Super Men à l’ouvrage

Mais pour aller où? Les possibilités sont diverses, selon le temps à disposition. D’un petit trot d’une heure pour les plus pressés jusqu’à plusieurs jours d’échappée (de deux à neuf) pour les cavaliers confirmés. La formule phare – six jours – emmène les voyageurs faire le tour du fameux Parc Naziunal Svizzer (le parc national suisse). «Il est interdit d’y pénétrer avec les chevaux», avertit Brigitte Prohaska. «Mais on peut longer le domaine. Et c’est tout aussi beau.» Sur le chemin, des cabanes de montagne accueillent chaque nuit les postérieurs éprouvés.

Le rythme n’est pourtant pas démesuré: six heures de monte par jour. Les équipées parcourent toutefois jusqu’à 30 kilomètres du matin au soir et grimpent au-dessus de 2000 mètres d’altitude. Ceci par tous les temps – ou presque – et même en hiver. Certes un peu fraîche dans les montagnes grisonnes, cette dernière saison permet des sorties blanches «absolument féerique», assure Annina. Clou du spectacle, elles offrent aussi la possibilité de voir la faune suisse dans son milieu naturel: cerfs, bouquetins, lynx, chamois, marmottes et – parfois – de grands gypaètes barbus.

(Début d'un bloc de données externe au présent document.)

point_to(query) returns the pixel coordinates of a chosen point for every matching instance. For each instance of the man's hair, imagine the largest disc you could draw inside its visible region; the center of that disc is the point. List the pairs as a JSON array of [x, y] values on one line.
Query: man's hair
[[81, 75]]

Aussi beau soit-il, l’environnement n’en demeure pas moins rude et demande un bon sens de l’improvisation de la part des organisateurs. Absent lors de notre visite, Men Juon – le cow-boy en chef – est d’ailleurs en train de composer avec les aléas du terrain. «Comme il a beaucoup plu, l’un de nos groupes a dû mettre pied à terre pour descendre un tronçon pentu», raconte Brigitte Prohaska, son épouse. «L’endroit est trop glissant pour être fait en selle et, malheureusement, deux personnes ne peuvent pas bien marcher. Mon mari est sur place pour trouver une solution.» Ils seront sauvés grâce à Super Men. Le ranch en a vu d’autres.

Le saloon suisse

Une fois de retour des cols montagneux, le groupe de cavaliers reviendra au point de départ, le ranch. L’occasion de se remettre de ses émotions avec une spécialité culinaire à la mode de l’Ouest. Un gros steak? Presque. «Aujourd’hui il y a un buffet de Ghackets mit Hörnli und Apfelmus», rigole Annina. Traduisez: des cornettes à la viande avec de la compote de pommes (froide). «On ne peut vraiment pas faire plus alémanique», concède la guide.

L’âme romande est déconcertée mais se ressaisit vite: il ne serait pas venu à l’idée de l’expédition Lewis and Clark de refuser de la nourriture offerte par les Nez-Percés. Il n'y a plus qu’à empoigner sa fourchette: dans le Far East suisse, la survie ne tient parfois qu’à un fil.